The first thing we need to do is to identify the leak.
Where are people falling out?
If we think of our funnel as a physical funnel and it had holes within it, as we pull water into the top of the funnel, if we had holes, water would pour out, it would fall out.
It’s more important to us to plug those leaks and that’s what we call closing the loop with things like remarketing and activities like remarketing, rather than just trying to fill up with more water.
We need to be able to identify where people are falling out of the process.
Who is closest to crossing the finish line?
I believe that it’s easier to get someone who is closest to cross the finish line rather than people who are furthest away, which might sound obvious.
But I think a lot of people believe that the largest gain, the largest distance covered is the goal and it’s not.

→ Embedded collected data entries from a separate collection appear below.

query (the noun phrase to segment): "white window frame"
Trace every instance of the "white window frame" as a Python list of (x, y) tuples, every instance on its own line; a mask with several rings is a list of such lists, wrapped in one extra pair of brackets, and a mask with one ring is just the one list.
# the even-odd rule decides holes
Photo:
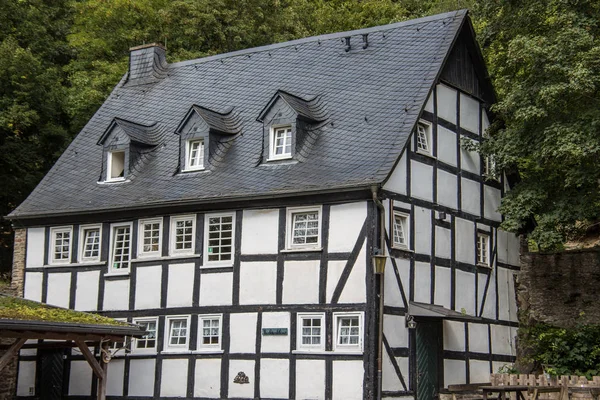
[[(290, 130), (290, 152), (283, 153), (283, 154), (275, 154), (275, 135), (277, 134), (277, 131), (281, 130), (281, 129), (284, 129), (284, 133), (285, 133), (285, 130), (287, 130), (287, 129)], [(294, 130), (292, 128), (292, 125), (271, 126), (270, 132), (269, 132), (269, 160), (286, 160), (286, 159), (292, 158), (293, 143), (294, 143)], [(286, 144), (287, 143), (285, 142), (285, 139), (284, 139), (284, 146), (283, 146), (284, 151), (285, 151)]]
[[(158, 223), (158, 250), (156, 251), (144, 251), (144, 225), (145, 224), (156, 224)], [(163, 219), (162, 218), (149, 218), (141, 219), (138, 221), (138, 258), (144, 257), (160, 257), (162, 254), (162, 236), (163, 236)]]
[[(135, 338), (131, 343), (131, 352), (135, 354), (154, 354), (156, 353), (156, 349), (158, 348), (158, 317), (145, 317), (145, 318), (134, 318), (134, 324), (140, 324), (141, 322), (154, 322), (156, 324), (156, 331), (154, 333), (154, 347), (144, 347), (139, 349), (137, 347), (138, 340), (142, 340), (143, 338)], [(147, 339), (146, 339), (147, 340)]]
[[(302, 343), (302, 322), (305, 319), (321, 320), (321, 343), (303, 344)], [(325, 351), (325, 313), (298, 313), (296, 320), (296, 349), (302, 351)]]
[[(165, 341), (164, 350), (166, 352), (184, 352), (190, 348), (190, 315), (169, 315), (165, 318)], [(185, 330), (185, 344), (171, 344), (171, 321), (173, 320), (185, 320), (187, 321)]]
[[(177, 222), (192, 220), (192, 244), (190, 249), (176, 249), (176, 238), (175, 233)], [(171, 217), (170, 230), (169, 230), (169, 254), (172, 256), (178, 255), (191, 255), (196, 252), (196, 214), (187, 215), (176, 215)]]
[[(419, 125), (422, 125), (425, 129), (425, 139), (427, 140), (427, 150), (423, 150), (419, 148)], [(432, 134), (432, 126), (431, 123), (425, 120), (420, 119), (417, 122), (417, 126), (415, 129), (416, 143), (415, 143), (415, 151), (420, 154), (425, 154), (433, 157), (433, 134)]]
[[(214, 319), (218, 319), (219, 320), (219, 343), (217, 344), (204, 344), (203, 343), (203, 339), (204, 339), (204, 325), (203, 322), (204, 320), (214, 320)], [(198, 315), (198, 343), (196, 345), (196, 348), (198, 349), (198, 351), (219, 351), (222, 349), (222, 345), (223, 345), (223, 314), (204, 314), (204, 315)]]
[(496, 160), (493, 155), (483, 157), (483, 175), (487, 180), (500, 181), (500, 175), (496, 171)]
[[(123, 153), (123, 176), (119, 176), (116, 178), (111, 178), (112, 175), (112, 158), (115, 153)], [(125, 175), (127, 173), (127, 165), (126, 165), (127, 154), (125, 154), (125, 149), (122, 150), (112, 150), (107, 152), (106, 154), (106, 182), (119, 182), (125, 180)]]
[[(319, 235), (317, 236), (317, 243), (308, 244), (294, 244), (294, 214), (317, 212), (319, 215)], [(317, 250), (321, 248), (321, 234), (323, 229), (323, 207), (290, 207), (286, 210), (286, 249), (288, 250)]]
[[(115, 251), (115, 231), (118, 228), (129, 227), (129, 261), (127, 263), (127, 268), (114, 268), (114, 251)], [(110, 245), (108, 252), (108, 274), (120, 275), (129, 273), (131, 270), (131, 250), (133, 248), (133, 222), (119, 222), (110, 225)]]
[[(485, 249), (483, 253), (480, 251), (480, 241), (481, 239), (485, 239)], [(485, 260), (482, 255), (485, 255)], [(477, 242), (475, 247), (475, 256), (477, 257), (477, 265), (481, 265), (484, 267), (490, 266), (490, 235), (485, 233), (477, 232)]]
[[(218, 260), (218, 261), (209, 261), (208, 252), (209, 248), (209, 221), (210, 218), (215, 217), (231, 217), (231, 259), (230, 260)], [(215, 214), (206, 214), (204, 216), (204, 266), (207, 267), (220, 267), (220, 266), (230, 266), (233, 265), (233, 261), (235, 259), (235, 212), (225, 212), (225, 213), (215, 213)]]
[[(396, 243), (396, 217), (403, 219), (403, 233), (405, 243)], [(394, 210), (392, 212), (392, 247), (396, 249), (409, 249), (410, 247), (410, 214)]]
[[(57, 233), (69, 233), (69, 257), (57, 260), (55, 258), (56, 253), (54, 247), (56, 246), (56, 234)], [(71, 256), (73, 251), (73, 227), (72, 226), (55, 226), (50, 228), (50, 243), (48, 245), (48, 263), (50, 265), (63, 265), (71, 263)]]
[[(199, 157), (199, 161), (202, 161), (202, 163), (199, 163), (198, 165), (191, 165), (192, 159), (190, 158), (191, 153), (192, 153), (192, 144), (199, 142), (200, 143), (200, 148), (198, 149), (199, 154), (201, 154), (201, 156)], [(188, 139), (185, 141), (185, 168), (184, 171), (201, 171), (204, 169), (204, 139), (202, 138), (193, 138), (193, 139)]]
[[(358, 318), (358, 343), (340, 344), (340, 319)], [(340, 353), (362, 353), (364, 342), (364, 313), (363, 312), (340, 312), (333, 313), (333, 350)]]
[[(85, 232), (92, 229), (98, 229), (98, 255), (96, 257), (85, 257)], [(81, 225), (79, 227), (79, 262), (85, 263), (97, 263), (100, 262), (100, 255), (102, 254), (102, 224), (94, 225)]]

For example, if you have someone who is ten meters away from the line and someone who is one meter away from the line, most people will try and get to the person who is ten meters to closest to the line to get even closer, because that would be a gain of what ten meters.
Someone who is a meter away, there’s almost an implied assumption that they’re so close anyway, won’t they convert some point like any way out there in volition?

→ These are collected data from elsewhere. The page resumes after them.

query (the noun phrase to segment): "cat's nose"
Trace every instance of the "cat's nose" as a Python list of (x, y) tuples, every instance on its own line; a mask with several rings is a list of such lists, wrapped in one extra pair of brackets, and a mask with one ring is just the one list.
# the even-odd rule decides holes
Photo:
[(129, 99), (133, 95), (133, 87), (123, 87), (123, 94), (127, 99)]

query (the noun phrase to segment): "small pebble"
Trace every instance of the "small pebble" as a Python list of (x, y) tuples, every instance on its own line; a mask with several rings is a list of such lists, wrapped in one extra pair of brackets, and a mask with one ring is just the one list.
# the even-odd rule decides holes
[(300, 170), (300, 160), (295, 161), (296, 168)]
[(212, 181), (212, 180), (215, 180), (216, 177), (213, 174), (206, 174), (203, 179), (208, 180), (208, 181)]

It’s also considerably cheaper, all things being equal to get someone who is closest to the finish line over the line.
When we talk about this in terms of conversions, I believe most people look at remarketing.
They think, if I’ve got a group of people, a thousand of which haven’t been shown the contact form or the sales page or the landing page or the squeeze page or whatever, but I’ve got 10 people who have been to that page and haven’t converted, most people will look to the larger audience and think if they haven’t seen it, showing them that it’s the biggest gain.
When in actual fact, getting someone over the line and showing it just to 10, Facebook allows you to advertise to 20 people a month, that’s how small the audience size can be.
Actually, even that’s not strictly true. I think it’s 20 people over 180 days if I remember correctly.
The conversion, it looks like you’ve already done so much work. You’ve tried to get them there in the first place.
Maybe they’ve got there because of Google or their own volition, or you emailed them and it’s been like, “Oh my God, am I really going to have to spend more money on getting them to convert even though they’ve been on the page?”
Surely that’s just someone who hasn’t converted and that’s not the case.
We’ve often talked about the fortune is in the follow-up. You absolutely should be focusing on people who are closest to the finish line.
Of course, down the line, we can look at advertising to people who haven’t seen the offer, but I would much rather interact and spend money on converting someone who has seen the offer and is more likely to convert rather than trying to convert more people or pick a distance.
What we need to do is identify a group of people who are closest to crossing that finish line.
It’s far more simple than you might think. If you have a hundred people visiting your sales pages, it’s a pretty good indicator that those people are closer to buying.
People who have already been on a sales page, clearly have seen some reason to click through. They’ve taken some level of interest to click through.
Therefore, why wouldn’t we just focus on them?
That’s what we’re going to be working on, identifying a group of people who are closest to making that conversion.
Yes. The audience size might be smaller and it might be tempting to think, “But if I advertise to a thousand people, possibly, it actually works out cheaper, but potentially for essentially the same amount then wasn’t it more likely that those will convert?”
What we’re doing here is, first of all, we’re identifying individual kinds of campaigns that we can run to a group of people. S
We could run this one-off or we could run this over a month or whatever, and we can run it to people who have just done the action.
Also in future, any further people who land on that page by their own volition and who get there through other means and other activities, we’re going to close that loop.
We now know that in the future, every single time someone lands on our contact page or a sales page or a checkout page or whatever that next action is they’re going to see an advert.
We’re going to close the loop.
This means that when we do begin to attract more traffic and we do begin to scale our business, particularly as funnel businesses, as service-based businesses, that we’re actually making our budgets more effective in the future.